A federal judge is pressing the Defense Department to justify its unprecedented decision to blacklist Anthropic as a national security risk - the first time an American company has faced this designation. The courtroom showdown, reported by CNBC, centers on whether the Pentagon's criteria for labeling the AI startup a supply chain threat meet even a basic legal standard. The judge's skepticism - captured in the pointed question "That seems a pretty low bar" - signals potential trouble for DOD's case and could reshape how the government regulates domestic AI companies.
The Defense Department is facing tough questions from the bench over its decision to brand Anthropic - maker of the Claude AI assistant - as a threat to U.S. national security. In what marks the first time an American company has received this designation, DOD added the San Francisco-based AI startup to its supply chain risk list, effectively blocking it from federal contracts and raising alarm bells across the tech industry.

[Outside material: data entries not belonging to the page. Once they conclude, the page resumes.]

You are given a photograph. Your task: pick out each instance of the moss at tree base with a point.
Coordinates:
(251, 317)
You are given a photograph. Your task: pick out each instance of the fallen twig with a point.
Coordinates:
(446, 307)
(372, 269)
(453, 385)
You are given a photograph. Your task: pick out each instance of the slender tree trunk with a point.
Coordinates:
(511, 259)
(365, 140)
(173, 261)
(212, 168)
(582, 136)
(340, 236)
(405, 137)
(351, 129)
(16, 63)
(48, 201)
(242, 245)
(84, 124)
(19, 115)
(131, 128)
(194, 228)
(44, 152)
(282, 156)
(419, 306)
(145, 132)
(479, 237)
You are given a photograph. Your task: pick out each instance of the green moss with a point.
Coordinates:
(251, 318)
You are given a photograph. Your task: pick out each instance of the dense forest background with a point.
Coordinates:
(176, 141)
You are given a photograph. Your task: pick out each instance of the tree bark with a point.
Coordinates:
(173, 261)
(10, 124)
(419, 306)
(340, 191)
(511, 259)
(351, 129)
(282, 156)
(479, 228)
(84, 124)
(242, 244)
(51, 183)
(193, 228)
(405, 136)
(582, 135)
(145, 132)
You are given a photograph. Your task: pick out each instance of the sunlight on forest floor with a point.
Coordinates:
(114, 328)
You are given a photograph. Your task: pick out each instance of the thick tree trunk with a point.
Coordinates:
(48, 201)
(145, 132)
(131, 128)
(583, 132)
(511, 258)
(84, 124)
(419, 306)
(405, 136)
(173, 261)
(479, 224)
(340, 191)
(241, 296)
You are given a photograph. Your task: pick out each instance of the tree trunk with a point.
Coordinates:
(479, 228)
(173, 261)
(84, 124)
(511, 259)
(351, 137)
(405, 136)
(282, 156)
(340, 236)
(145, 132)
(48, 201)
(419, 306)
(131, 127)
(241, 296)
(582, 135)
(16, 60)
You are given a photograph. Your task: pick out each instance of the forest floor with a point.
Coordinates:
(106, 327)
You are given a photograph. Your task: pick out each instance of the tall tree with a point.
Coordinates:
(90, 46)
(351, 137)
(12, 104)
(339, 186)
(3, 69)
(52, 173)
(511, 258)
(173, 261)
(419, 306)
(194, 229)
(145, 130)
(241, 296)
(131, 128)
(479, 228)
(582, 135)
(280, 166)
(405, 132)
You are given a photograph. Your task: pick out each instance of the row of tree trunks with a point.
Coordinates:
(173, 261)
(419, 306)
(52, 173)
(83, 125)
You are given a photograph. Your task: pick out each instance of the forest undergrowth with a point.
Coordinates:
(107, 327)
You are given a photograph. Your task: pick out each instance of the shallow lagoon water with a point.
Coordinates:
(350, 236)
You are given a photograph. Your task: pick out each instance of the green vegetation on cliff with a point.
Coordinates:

During courtroom proceedings reported by CNBC, the presiding judge expressed visible skepticism about the Pentagon's justification. "That seems a pretty low bar," the judge remarked when DOD attorneys outlined their criteria for the designation. The pointed question cuts to the heart of Anthropic's legal challenge - whether the government applied rigorous standards or rushed to judgment against a domestic AI player.
The stakes couldn't be higher for Anthropic, which has positioned itself as a safety-focused alternative to OpenAI and has raised billions in funding from investors including Google and Spark Capital. A national security designation doesn't just lock the company out of lucrative defense contracts - it sends a chilling signal to enterprise customers who might view association with a blacklisted firm as risky. For a company built on trust and safety credentials, the label threatens core business relationships.